October 14, 2020
Scientists Criticize Lockdown Strategy in Great Barrington Declaration

Scientists Criticize Lockdown Strategy in Great Barrington Declaration

Tony Perkins

By FRC's Joshua Arnold

"In March we panicked," said Dr. Jay Bhattacharya. "Not just in America, the world panicked and threw out the old plan." Dr. Bhattacharya teaches medicine at Stanford University, where he researches the health and well-being of vulnerable populations. With 135 articles published in top peer-reviewed journals, his credentials are impeccable.

"The old plan" relied on the time-tested public health measures that successfully eradicated diseases like polio and smallpox, not the total lockdowns implemented in 2020.

In response, Dr. Bhattacharya and colleagues from Harvard and Oxford authored the Great Barrington Declaration, which expresses "grave concerns about the damaging physical and mental health impacts of the prevailing COVID-19 policies" and advocates for an approach called "Focused Protection." Nearly 34,000 scientists and medical practitioners along with half a million members of the public have signed the declaration. As of this writing, the declaration was available in 22 languages.

In a radio interview on "Washington Watch" with Tony Perkins, Dr. Bhattacharya explained that public health policy must consider "fundamental tradeoffs." He said the government lockdown strategy "doesn't fit with what the science is telling us and in fact is leading to substantial collateral harm." When lockdowns shutter an economy, the lost economic growth ultimately affects lives. "These dollars are not simply dollars.
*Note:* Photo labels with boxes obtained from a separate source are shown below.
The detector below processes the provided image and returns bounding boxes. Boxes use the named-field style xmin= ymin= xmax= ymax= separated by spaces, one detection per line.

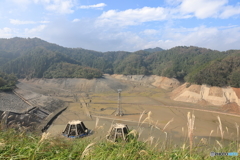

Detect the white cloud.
xmin=10 ymin=19 xmax=36 ymax=25
xmin=11 ymin=0 xmax=76 ymax=14
xmin=10 ymin=19 xmax=49 ymax=25
xmin=142 ymin=29 xmax=158 ymax=36
xmin=72 ymin=18 xmax=80 ymax=22
xmin=180 ymin=0 xmax=228 ymax=19
xmin=96 ymin=0 xmax=240 ymax=26
xmin=25 ymin=25 xmax=46 ymax=34
xmin=78 ymin=3 xmax=107 ymax=9
xmin=220 ymin=6 xmax=240 ymax=18
xmin=0 ymin=27 xmax=12 ymax=38
xmin=97 ymin=7 xmax=168 ymax=26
These are people's lives, on a scale that's almost unimaginable."

For example, the UN estimated up to 130 million more people will face chronic hunger because of the lockdown policies. Lockdown-related disruptions to efforts to fight other diseases could cause up to 2.3 million deaths from tuberculosis, malaria, and HIV. Meanwhile in the U.S., Dr. Bhattacharya pointed out that one in four young adults seriously considered suicide in June, likely related to lockdown isolation. And either regulations or fear of the virus drove countless people to skip cancer treatments, health screenings, and other normal medical activities.

It's not hard to see why Dr. Bhattacharya said lockdowns were "like a nuclear bomb of public health" -- a weapon with consequences too terrible to use.

Instead, the Focused Protection policy applies what we have learned about the Chinese coronavirus to "get us out of the epidemic." The only way out is through herd immunity. That requires many people to contract Covid-19. The question, is how do we reach herd immunity with minimal loss of life?

Dr. Bhattacharya said, "the main idea is that there's a very large difference in the mortality risk that people face." According to more than 80 studies that look at antibodies in the population and measure death rates, younger people have a one in 10,000 mortality risk or potentially lower. For those over 70, the risk is much higher: about 4 in 100 mortality risk.

Dr. Bhattacharya said we should target our resources on protecting those vulnerable populations (the elderly and those with co-morbidities) instead of blanket mandates. This means protecting nursing homes, providing temporary alternate housing to the elderly when someone in their residence is exposed, and allowing at-risk, "essential" workers to step away from the front lines. And on the other hand, he said, "set everyone else who is not vulnerable free."

Our cultural elites often insist we should "follow the science" in submitting to lockdown measures (which, as Dr. Bhattacharya also pointed out, favor the rich over the poor). But the arguments in favor of lockdowns are increasingly political rather than scientific. Scientists who speak out against the prevailing media narrative face censorship and intimidation by those who seem determined to stop President Trump at all costs -- even if the cost is American lives and livelihoods.

The message to policymakers is clear. Follow the science. Open the country. End the lockdowns.